Sheila Murray, Beatrice Ekoko, Lidia Ferreira, and Michelle Sullivan all work in some capacity with an initiative called the Lighthouse Project, a pilot that aims to develop new approaches for building resilience in a number of Ontario communities in the face of the growing spectrum of threats presented by climate change. Scott Neigh interviews them about those threats, about what exactly resilience might look like, and about the different approaches they are using to get there.

“Resilience” is a contested and, some might argue, somewhat slippery term. At its most basic, it means all of those capacities and characteristics that enable a person or a community to bounce back in the face of adversity – which, at least at first glance, sounds pretty positive. However, critics have pointed out that its growing prominence in various approaches to understanding and intervening in the world in the last couple of decades correspond rather well with the rise of neoliberalism – that is, the erosion of collective assurances of wellbeing managed through the welfare state in favour of budget cuts, privatization, deregulation, austerity, and increasingly precarious work and lives for ordinary people. In this context, those critics maintain, a focus on resilience can distract from efforts to challenge the sources of harm under neoliberalism, through an emphasis on valuing those capacities that allow people and communities to absorb said harms and still, somehow, keep on keeping on.

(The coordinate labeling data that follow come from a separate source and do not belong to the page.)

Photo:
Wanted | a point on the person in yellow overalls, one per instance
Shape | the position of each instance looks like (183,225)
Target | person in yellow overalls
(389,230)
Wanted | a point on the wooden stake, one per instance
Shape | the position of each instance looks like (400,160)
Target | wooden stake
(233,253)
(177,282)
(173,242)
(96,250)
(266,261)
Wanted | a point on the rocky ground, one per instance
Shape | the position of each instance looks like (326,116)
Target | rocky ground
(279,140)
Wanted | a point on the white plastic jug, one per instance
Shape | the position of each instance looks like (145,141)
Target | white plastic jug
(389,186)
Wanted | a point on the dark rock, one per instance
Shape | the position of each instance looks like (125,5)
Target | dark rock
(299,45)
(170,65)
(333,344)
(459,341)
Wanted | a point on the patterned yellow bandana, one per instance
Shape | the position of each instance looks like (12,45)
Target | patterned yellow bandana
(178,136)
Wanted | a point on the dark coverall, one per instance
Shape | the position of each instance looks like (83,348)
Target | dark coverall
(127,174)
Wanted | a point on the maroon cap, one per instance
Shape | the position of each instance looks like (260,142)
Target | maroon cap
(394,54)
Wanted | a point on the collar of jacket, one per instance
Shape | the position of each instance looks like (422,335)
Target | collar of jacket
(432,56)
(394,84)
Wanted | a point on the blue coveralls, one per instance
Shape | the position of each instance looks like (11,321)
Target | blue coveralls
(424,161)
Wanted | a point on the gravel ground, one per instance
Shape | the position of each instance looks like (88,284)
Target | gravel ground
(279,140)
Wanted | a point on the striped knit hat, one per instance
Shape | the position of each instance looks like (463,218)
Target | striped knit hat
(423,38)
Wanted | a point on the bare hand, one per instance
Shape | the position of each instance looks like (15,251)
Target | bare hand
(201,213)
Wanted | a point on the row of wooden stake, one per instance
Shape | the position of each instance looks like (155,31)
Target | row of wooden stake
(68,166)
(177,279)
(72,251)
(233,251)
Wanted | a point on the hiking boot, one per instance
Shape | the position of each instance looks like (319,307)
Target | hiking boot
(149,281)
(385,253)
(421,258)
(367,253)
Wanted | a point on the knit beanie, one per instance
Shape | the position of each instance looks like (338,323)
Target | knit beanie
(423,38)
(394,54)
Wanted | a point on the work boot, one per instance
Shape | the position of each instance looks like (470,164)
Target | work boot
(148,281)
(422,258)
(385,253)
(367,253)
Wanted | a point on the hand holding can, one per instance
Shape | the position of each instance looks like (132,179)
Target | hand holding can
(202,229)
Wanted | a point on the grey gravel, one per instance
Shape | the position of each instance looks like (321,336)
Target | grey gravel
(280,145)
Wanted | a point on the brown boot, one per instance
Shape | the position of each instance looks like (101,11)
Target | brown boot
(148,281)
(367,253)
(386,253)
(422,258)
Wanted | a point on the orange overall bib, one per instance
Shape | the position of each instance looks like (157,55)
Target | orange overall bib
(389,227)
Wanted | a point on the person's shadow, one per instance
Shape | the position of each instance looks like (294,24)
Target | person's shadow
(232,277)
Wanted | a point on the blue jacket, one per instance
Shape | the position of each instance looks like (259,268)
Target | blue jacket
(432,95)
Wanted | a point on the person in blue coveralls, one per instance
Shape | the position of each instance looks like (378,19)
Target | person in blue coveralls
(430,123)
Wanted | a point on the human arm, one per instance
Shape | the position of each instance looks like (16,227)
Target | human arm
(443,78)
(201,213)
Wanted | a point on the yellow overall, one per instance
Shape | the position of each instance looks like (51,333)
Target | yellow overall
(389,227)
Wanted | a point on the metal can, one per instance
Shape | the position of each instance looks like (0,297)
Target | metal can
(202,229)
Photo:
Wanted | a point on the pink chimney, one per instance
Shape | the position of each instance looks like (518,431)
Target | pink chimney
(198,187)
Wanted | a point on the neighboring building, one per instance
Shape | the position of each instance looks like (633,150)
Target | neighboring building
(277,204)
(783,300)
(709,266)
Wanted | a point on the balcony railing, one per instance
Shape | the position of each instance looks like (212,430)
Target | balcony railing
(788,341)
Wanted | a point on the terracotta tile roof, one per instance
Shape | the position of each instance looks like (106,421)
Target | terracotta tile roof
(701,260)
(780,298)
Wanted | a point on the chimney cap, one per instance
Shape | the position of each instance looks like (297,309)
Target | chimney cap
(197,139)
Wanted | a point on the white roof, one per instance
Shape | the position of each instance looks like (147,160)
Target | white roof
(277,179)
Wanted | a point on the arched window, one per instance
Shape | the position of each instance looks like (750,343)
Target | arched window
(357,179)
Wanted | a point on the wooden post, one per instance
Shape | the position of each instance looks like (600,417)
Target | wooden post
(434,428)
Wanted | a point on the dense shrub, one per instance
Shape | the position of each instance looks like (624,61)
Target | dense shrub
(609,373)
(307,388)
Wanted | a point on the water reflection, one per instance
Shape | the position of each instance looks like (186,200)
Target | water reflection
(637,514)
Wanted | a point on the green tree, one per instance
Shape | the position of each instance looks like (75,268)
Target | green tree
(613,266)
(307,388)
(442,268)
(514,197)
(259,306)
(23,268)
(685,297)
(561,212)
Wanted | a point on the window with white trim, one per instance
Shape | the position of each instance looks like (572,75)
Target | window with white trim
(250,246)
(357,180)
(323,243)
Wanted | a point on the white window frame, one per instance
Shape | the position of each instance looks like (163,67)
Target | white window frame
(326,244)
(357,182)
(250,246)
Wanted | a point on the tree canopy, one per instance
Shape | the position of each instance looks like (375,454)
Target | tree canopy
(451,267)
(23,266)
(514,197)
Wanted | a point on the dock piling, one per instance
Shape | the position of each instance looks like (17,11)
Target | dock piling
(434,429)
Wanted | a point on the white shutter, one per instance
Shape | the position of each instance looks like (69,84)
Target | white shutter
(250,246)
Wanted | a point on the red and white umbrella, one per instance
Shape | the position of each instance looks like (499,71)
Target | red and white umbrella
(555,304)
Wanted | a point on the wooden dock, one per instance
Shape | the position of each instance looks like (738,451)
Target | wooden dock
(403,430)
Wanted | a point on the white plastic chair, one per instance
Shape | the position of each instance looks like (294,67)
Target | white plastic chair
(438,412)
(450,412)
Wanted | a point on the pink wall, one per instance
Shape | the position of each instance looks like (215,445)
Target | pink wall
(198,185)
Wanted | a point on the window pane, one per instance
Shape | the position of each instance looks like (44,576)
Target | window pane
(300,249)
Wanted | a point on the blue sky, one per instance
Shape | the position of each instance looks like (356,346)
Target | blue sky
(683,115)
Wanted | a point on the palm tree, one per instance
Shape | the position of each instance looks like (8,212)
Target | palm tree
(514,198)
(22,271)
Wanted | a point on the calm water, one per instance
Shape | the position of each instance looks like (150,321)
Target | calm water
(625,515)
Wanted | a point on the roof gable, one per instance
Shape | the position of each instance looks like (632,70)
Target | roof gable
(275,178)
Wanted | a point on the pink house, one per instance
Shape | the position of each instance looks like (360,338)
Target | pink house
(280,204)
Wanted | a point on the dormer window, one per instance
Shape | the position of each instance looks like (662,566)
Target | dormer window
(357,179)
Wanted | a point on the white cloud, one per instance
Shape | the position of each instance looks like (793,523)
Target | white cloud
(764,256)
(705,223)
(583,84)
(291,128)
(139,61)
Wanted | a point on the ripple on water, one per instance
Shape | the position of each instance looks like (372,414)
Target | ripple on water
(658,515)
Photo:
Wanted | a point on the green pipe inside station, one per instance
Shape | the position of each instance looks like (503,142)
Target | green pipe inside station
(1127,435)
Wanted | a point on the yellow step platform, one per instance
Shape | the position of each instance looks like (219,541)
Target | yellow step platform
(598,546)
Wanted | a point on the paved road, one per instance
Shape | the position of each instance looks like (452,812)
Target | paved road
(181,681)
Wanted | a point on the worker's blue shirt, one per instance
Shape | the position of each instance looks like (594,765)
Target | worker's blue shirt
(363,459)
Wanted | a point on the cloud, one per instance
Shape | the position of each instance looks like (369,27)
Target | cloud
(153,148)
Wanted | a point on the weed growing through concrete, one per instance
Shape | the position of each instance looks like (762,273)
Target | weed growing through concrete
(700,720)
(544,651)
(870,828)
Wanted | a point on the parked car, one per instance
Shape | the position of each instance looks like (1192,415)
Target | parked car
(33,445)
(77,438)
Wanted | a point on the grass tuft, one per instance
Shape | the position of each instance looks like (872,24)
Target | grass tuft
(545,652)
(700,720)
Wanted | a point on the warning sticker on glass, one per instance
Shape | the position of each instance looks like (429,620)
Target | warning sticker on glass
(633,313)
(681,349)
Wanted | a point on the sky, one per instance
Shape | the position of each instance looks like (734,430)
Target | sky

But, really, even granting that concern, who could argue with cultivating the capacities necessary to navigate and survive adversity? Whether you think about the existing ways that marginalized communities already bear the brunt of systemic harms, or you think about the context of climate change – with its increased frequency and intensity of extreme weather events already happening and slated to get worse, and with marginalized people facing the worst of not only that but also the other forms of harm that climate change will bring – harm reduction seems like a reasonable place to start.

And when you look at what it means in practice to build resilience in communities, a central component is inevitably the building of connections and relationships among people and organizations in the community. Those relationships mean they are better able to respond to harms in the moment, whether those are chronic and systemic harms or whether they are some kind of acute disaster. And it is precisely relationships among people facing some kind of threat or harm that, under the right circumstances, turn into collective efforts not just to mitigate the symptoms but to begin addressing root causes of harm. That is, just because neoliberal politicians can sometimes use resilience for their own ends, doesn’t mean the rest of us shouldn’t also be interested in cultivating it in our communities and movements.

The Lighthouse Project is an Ontario Trillium Foundation-funded pilot project working to build resilience in several Ontario communities. Though its roots lie in a recognition of the need to build resilience in the face of climate change and increasing extreme weather, it also seeks to explore resilience far beyond that.

The lead organization on the project is a group called Faith and the Common Good, a national interfaith network devoted to protecting ecosystems and building healthy communities. A key focus for the project has been involving faith groups in the process, both as participants in community networks and in some cases as physical resilience hubs that can be part of community responses to disasters.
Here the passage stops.